序:看代码顺手写的备忘,如有错误之处请各位大侠多多指教
blktap2的README里有这段话,讲述了blktap2的原理:
Working in conjunction with the kernel blktap2 driver, all disk I/O
requests from VMs are passed to the userspace deamon (using a shared
memory interface) through a character device. Each active disk is
mapped to an individual device node, allowing per-disk processes to
implement individual block devices where desired. The userspace
drivers are implemented using asynchronous (Linux libaio),
O_DIRECT-based calls to preserve the unbuffered, batched and
asynchronous request dispatch achieved with the existing blkback
code. We provide a simple, asynchronous virtual disk interface that
makes it quite easy to add new disk implementations.

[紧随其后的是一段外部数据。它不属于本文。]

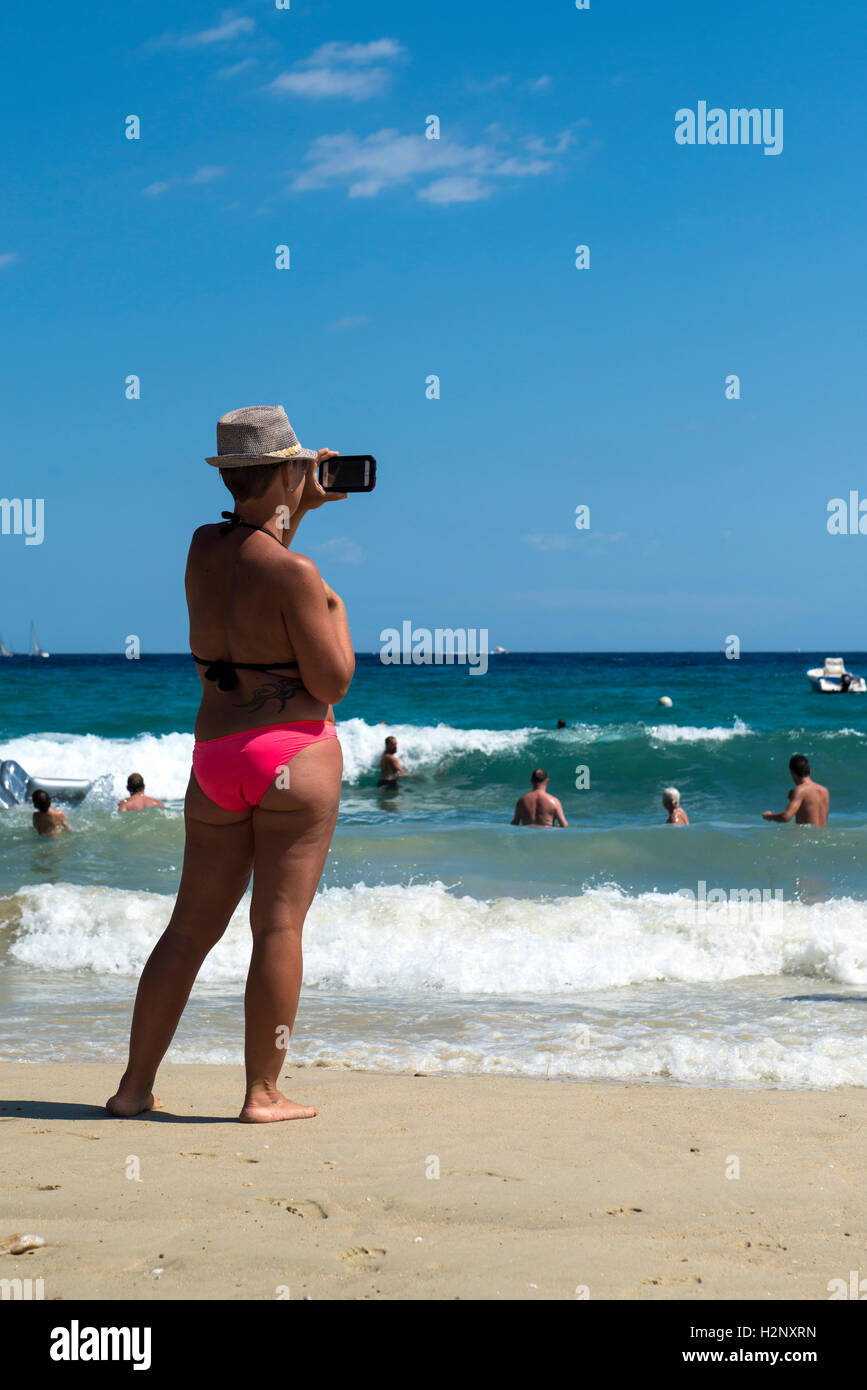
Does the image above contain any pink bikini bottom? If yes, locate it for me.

IO请求从blkfront到blkback之后,通过blktap2驱动交到user space的tapdisk2进程的地址空间。文中说的using a shared memory interface through a character device,在blktap驱动下指的就是/dev/xen/blktapX这些major 247的char device. xen4.0之后的blktap2驱动,这些设备是/dev/xen/blktap-2/blktapX。这些设备的信息还可以从/sys/class/blktap2/blktapX/下面查看。这里还有个控制设备/dev/xen/blktap-2/control
tapdisk2就是per-disk process,tapdisk2可以支持不同的后端存储格式,比如img, vhd, qcow, vmdk以及分布式的存储系统,如dynamo。除此以外,tapdisk2可以通过不同的syscall来调用IO,比如pread/pwrite,或者libaio。本人是libaio + direct方式的坚定支持者。

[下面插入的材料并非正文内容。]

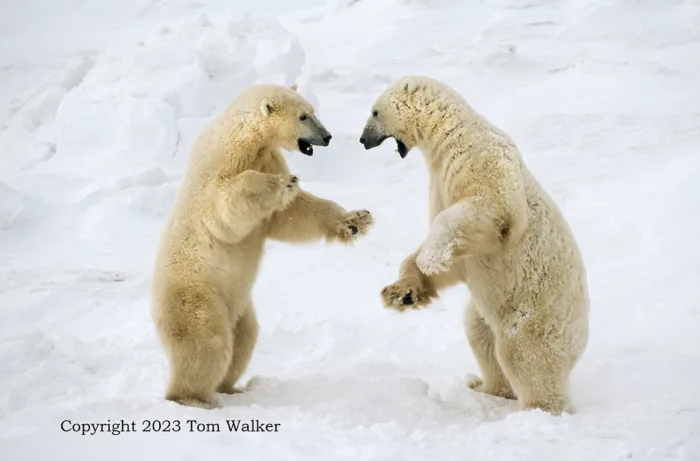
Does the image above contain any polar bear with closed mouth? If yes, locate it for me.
[360,76,589,414]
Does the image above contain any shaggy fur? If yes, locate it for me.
[153,85,372,408]
[361,77,589,414]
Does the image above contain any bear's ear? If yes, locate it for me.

* tap_disk aims to provide a generic interface to easily implement new
* types of image accessors. The structure-of-function-calls is similar
* to disk interfaces used in qemu/denali/etc, with the significant
* difference being the expectation of asynchronous rather than synchronous
* I/O. The asynchronous interface is intended to allow lots of requests to
* be pipelined through a disk, without the disk requiring any of its own
* threads of control. As such, a batch of requests is delivered to the disk
* using:
*
* td_queue_[read,write]()
*
* and passing in a completion callback, which the disk is responsible for
* tracking. Disks should transform these requests as necessary and return
* the resulting iocbs to tapdisk using td_prep_[read,write]() and
* td_queue_tiocb().
*
* NOTE: tapdisk uses the number of sectors submitted per request as a
* ref count. Plugins must use the callback function to communicate the
* completion -- or error -- of every sector submitted to them.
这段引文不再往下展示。